My problem is that she’s unbearably annoying.
She has an extremely high-pitched voice, a thick Russian accent, and a pronounced stutter.
I can’t hold these things against her, and they are only mildly bothersome in normal conversation. But when she talks to my kids, especially the baby, it becomes unbearable.
She speaks exclusively in a mix of broken English baby talk and nonsense noises, and the level of repetition is borderline pathological.
She may repeat the same high-pitched sing-song “Oo goo goosh! Oo goo goosh!” sound to my baby literally hundreds of times over the course of an hour.
Once when I was feeling particularly snarky, I started timing her verbal runs. Many go for over 10 minutes without a break.
My level of annoyance is so high that I turn away, cringe, and silent-scream expletives when it gets bad.
I don’t know how to address this, or if it’s worth it.
I want to stop dreading spending time with her and feeling stressed waiting for the next round of high-pitched baby-nonsense to start.
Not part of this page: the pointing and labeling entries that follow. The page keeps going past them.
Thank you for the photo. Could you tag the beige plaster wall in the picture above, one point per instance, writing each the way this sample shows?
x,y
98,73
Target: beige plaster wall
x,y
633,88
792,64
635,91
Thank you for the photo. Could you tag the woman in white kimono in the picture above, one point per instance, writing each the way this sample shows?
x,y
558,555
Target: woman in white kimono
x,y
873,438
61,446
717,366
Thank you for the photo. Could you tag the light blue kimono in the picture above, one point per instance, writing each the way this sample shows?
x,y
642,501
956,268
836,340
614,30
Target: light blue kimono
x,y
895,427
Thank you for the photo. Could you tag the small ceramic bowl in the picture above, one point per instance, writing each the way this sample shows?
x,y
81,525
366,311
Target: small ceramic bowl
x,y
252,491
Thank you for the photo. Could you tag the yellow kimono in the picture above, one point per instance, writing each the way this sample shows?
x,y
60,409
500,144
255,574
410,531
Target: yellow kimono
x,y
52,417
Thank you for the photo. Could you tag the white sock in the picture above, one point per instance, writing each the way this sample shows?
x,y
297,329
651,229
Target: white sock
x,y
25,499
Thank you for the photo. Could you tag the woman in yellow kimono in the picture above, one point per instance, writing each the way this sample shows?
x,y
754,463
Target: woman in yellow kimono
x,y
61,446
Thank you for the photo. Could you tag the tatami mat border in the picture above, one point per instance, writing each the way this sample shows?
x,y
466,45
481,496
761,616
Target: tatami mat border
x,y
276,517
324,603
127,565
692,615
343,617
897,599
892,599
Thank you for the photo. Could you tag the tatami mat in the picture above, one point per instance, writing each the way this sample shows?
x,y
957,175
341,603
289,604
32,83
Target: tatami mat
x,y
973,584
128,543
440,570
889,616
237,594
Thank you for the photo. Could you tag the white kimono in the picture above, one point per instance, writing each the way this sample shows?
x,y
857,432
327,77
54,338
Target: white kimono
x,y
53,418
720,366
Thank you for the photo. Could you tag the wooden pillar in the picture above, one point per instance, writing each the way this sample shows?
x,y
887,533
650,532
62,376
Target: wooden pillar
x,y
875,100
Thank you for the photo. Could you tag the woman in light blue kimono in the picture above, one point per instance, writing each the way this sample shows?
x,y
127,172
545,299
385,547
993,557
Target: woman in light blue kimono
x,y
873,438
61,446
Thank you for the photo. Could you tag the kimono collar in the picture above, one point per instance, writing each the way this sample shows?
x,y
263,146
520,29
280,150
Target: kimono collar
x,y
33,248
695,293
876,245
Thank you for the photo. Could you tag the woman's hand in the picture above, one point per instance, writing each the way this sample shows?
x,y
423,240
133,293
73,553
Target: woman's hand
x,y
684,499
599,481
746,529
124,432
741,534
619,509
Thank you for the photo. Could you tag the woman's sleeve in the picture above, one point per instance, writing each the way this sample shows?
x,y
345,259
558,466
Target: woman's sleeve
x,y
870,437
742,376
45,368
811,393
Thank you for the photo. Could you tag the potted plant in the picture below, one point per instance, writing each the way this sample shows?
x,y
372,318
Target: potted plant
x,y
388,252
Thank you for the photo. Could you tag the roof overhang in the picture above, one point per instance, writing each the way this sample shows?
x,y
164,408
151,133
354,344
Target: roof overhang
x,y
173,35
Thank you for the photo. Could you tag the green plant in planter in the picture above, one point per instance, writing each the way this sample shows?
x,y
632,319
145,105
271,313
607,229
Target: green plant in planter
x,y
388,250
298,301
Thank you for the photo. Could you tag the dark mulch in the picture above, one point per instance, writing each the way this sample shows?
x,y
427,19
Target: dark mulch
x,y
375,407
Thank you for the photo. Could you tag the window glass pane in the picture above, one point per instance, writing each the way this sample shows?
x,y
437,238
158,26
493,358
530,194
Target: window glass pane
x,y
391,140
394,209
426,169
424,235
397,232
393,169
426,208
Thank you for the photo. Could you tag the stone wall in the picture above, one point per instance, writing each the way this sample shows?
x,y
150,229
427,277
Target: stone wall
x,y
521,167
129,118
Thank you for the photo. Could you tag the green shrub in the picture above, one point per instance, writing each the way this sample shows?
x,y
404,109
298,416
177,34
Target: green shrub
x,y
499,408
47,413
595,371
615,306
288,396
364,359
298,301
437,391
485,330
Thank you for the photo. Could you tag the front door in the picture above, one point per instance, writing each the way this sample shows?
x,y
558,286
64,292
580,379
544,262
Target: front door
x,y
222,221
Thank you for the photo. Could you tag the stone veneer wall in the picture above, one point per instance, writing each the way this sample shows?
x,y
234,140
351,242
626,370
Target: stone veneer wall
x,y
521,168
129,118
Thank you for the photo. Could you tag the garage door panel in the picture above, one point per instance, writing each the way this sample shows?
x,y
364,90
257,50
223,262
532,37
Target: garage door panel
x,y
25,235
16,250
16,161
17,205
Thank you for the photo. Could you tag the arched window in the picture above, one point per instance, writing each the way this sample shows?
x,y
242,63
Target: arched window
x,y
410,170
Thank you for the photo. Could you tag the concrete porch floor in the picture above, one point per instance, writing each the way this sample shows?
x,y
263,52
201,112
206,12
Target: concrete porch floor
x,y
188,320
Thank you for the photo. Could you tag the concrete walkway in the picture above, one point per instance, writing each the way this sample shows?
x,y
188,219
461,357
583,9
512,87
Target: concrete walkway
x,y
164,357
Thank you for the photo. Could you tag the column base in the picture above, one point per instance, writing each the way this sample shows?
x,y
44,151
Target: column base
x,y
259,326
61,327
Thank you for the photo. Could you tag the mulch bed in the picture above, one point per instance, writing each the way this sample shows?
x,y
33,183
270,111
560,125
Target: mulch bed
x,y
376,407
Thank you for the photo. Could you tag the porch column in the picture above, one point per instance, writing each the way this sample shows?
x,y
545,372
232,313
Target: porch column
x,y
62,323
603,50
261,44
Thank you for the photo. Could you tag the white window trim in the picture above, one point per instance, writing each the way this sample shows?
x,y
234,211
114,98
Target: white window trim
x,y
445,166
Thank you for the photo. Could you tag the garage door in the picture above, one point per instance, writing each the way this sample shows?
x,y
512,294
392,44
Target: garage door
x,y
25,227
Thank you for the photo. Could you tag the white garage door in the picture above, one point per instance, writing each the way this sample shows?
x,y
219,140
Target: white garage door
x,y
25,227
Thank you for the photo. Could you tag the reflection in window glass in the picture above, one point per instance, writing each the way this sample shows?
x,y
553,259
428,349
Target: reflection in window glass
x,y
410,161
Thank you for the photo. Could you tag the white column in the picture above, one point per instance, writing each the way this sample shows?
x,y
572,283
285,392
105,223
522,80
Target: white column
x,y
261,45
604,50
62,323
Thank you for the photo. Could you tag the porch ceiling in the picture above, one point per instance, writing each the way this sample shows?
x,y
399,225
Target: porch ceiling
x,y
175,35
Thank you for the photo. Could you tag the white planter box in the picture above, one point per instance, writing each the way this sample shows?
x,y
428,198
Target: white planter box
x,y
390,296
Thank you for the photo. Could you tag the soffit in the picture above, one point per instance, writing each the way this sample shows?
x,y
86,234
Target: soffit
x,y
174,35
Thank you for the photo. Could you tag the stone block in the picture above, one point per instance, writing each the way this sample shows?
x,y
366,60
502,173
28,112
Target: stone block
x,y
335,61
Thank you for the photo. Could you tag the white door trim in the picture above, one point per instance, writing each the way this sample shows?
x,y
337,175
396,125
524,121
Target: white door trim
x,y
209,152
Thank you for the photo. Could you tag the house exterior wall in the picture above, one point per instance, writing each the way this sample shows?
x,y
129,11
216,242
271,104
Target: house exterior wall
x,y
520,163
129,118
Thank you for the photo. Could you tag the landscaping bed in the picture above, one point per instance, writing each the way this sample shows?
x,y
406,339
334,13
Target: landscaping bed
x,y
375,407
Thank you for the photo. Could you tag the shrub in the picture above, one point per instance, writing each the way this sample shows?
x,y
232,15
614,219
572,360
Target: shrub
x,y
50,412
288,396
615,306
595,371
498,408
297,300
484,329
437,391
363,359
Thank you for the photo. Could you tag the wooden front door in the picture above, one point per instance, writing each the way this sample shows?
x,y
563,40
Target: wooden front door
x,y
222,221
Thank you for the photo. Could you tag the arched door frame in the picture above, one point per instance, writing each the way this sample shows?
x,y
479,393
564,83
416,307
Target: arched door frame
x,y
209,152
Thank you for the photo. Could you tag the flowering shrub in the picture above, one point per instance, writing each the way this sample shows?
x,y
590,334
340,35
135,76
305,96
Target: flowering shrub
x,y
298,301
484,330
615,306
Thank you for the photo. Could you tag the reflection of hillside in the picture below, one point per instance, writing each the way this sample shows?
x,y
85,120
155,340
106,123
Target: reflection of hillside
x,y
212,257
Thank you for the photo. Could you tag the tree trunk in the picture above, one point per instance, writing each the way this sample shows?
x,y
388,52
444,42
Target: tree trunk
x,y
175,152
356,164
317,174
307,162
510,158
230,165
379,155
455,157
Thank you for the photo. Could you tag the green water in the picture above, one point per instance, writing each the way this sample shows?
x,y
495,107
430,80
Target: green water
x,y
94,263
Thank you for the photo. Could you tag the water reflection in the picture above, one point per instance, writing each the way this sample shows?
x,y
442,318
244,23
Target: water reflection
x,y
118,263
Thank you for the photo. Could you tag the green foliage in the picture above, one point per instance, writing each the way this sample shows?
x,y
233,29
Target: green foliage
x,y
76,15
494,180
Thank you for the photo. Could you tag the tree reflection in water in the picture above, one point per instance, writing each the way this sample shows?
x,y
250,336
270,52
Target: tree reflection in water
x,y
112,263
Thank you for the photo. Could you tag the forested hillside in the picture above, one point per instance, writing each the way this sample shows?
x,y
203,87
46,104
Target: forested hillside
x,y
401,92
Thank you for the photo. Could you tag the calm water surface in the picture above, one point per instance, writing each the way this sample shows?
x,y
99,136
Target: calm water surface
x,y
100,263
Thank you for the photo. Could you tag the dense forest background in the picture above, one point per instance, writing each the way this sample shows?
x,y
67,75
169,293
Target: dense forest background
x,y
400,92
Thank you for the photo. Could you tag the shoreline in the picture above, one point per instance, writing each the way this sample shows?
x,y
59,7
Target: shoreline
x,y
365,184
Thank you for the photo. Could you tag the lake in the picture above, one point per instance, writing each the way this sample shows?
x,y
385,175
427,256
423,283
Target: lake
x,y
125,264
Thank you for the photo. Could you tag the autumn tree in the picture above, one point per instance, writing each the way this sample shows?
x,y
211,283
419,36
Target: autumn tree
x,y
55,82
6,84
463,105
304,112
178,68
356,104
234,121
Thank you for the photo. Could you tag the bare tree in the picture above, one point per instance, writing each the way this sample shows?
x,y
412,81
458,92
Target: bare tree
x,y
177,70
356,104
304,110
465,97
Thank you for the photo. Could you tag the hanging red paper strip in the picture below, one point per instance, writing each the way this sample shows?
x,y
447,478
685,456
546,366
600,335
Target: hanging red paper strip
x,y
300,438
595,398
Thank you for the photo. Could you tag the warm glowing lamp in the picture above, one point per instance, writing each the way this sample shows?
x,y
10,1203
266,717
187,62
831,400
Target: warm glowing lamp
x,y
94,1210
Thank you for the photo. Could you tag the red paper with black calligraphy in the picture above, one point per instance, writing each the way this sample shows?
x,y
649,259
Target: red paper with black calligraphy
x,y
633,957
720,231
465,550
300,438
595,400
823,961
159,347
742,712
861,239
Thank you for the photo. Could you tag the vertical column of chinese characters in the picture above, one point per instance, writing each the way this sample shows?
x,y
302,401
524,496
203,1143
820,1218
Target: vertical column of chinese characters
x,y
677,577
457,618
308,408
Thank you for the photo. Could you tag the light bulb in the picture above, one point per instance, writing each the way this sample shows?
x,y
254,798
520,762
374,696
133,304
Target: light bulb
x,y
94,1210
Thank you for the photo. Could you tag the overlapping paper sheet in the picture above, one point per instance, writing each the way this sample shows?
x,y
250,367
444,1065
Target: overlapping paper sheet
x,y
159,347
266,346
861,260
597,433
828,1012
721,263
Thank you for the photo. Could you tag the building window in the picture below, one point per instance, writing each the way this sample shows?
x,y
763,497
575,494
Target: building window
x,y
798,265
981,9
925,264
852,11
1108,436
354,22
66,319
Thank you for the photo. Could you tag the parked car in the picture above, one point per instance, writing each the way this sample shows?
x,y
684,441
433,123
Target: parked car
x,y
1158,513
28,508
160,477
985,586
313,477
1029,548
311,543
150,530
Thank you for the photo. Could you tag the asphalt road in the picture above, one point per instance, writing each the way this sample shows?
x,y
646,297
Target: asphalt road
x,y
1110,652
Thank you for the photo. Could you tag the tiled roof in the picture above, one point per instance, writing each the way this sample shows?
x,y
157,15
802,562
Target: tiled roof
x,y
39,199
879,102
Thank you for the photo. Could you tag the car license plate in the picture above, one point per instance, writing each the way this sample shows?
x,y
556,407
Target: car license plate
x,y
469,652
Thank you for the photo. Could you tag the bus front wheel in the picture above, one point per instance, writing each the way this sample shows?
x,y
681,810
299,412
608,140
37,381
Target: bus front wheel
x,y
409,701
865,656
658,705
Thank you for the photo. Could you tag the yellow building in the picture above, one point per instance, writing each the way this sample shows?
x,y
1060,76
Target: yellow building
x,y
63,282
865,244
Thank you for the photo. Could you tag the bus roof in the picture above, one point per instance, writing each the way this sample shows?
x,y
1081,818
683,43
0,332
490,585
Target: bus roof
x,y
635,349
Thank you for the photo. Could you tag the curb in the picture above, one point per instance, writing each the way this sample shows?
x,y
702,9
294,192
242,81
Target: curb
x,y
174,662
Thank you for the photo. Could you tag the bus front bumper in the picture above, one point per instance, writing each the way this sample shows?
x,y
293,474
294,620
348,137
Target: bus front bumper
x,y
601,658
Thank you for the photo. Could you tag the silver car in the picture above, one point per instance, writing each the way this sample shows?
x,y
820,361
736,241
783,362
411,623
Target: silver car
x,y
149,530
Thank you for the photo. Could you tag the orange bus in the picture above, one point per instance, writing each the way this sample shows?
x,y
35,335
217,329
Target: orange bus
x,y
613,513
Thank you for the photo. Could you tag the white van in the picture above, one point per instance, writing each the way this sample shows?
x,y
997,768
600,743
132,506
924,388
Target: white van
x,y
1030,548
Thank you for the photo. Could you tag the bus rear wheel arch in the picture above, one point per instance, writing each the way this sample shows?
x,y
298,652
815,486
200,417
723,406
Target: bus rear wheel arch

Please help! — Annoyed
Dear Annoyed: You say that you can’t hold your mother-in-law’s verbal tics against her, so ... don’t. Just don’t.
Much of what you report comes off as very unkind. I’m going to assume that you are suffering from a short-term form of annoyance-onset psychosis.
This kind woman is your children’s beloved grandmother. She cannot control her accent or her stutter. Her “goo goo gooshing” and baby talk are annoying to you, but she is really singing an ancient song — this is a song of human connection, passed from elders to babies since the dawn of time. She is also passing along part of her (and your kids’) heritage.
When the kids are older, they may say to her, “Babushka, I’m a big kid now. Don’t talk to me like I’m a baby, because I’m big.”
All the same, I totally understand how aurally annoying this would be to grown-up ears.
When it gets to you, excuse yourself and go into the kitchen to make a cup of tea. Take deep breaths while the water is boiling. Unleash your silent rant. And then congratulate yourself for being patient.
Dear Amy: I have an out-of-town guest visiting for a few weeks, both for work and relaxation.
It was an unplanned visit and she has been very accommodating to scheduled activities I had prior to her arrival. We have a lot of fun together and I’m including her in as many activities as possible.
I have been invited to an Oscar Night party, and she will still be in town during that weekend.
I would like to include her in my plans, as she doesn’t have anything else to do that night.
I asked the host if I could bring a plus one to the gathering. The host replied that it was a small group and they would prefer not to entertain an extra.
Well, now what do I do? I can see the situation from all sides. The host shouldn’t feel obligated to include another guest and I shouldn’t be expected to cancel. But I also feel bad that my guest has nothing to do that night.
What would be a good way to handle this situation, and similar ones in the future? — Good Host
Dear Host: You sound like a very thoughtful and accommodating friend. However, if your guest is with you for several weeks on an unscheduled visit, she is going to face a few instances where she will have to entertain herself. You have a previous commitment; she has a (presumably cozy) place to stay. She should be grateful for your hosting and understanding about your dilemma.
She’ll have to sashay solo down the Oscar red carpet this year.
Dear Amy: You answer a lot of questions about how to communicate across the political divide. Unfortunately, all of your questions seem to be from liberals who hate Trump supporters. Wow. Biased much? — Disenchanted
Dear Disenchanted: My theory is that these days liberals simply feel more aggrieved. I assume this goes with the territory of the “underdog,” but my advice — to talk and to listen — runs both ways.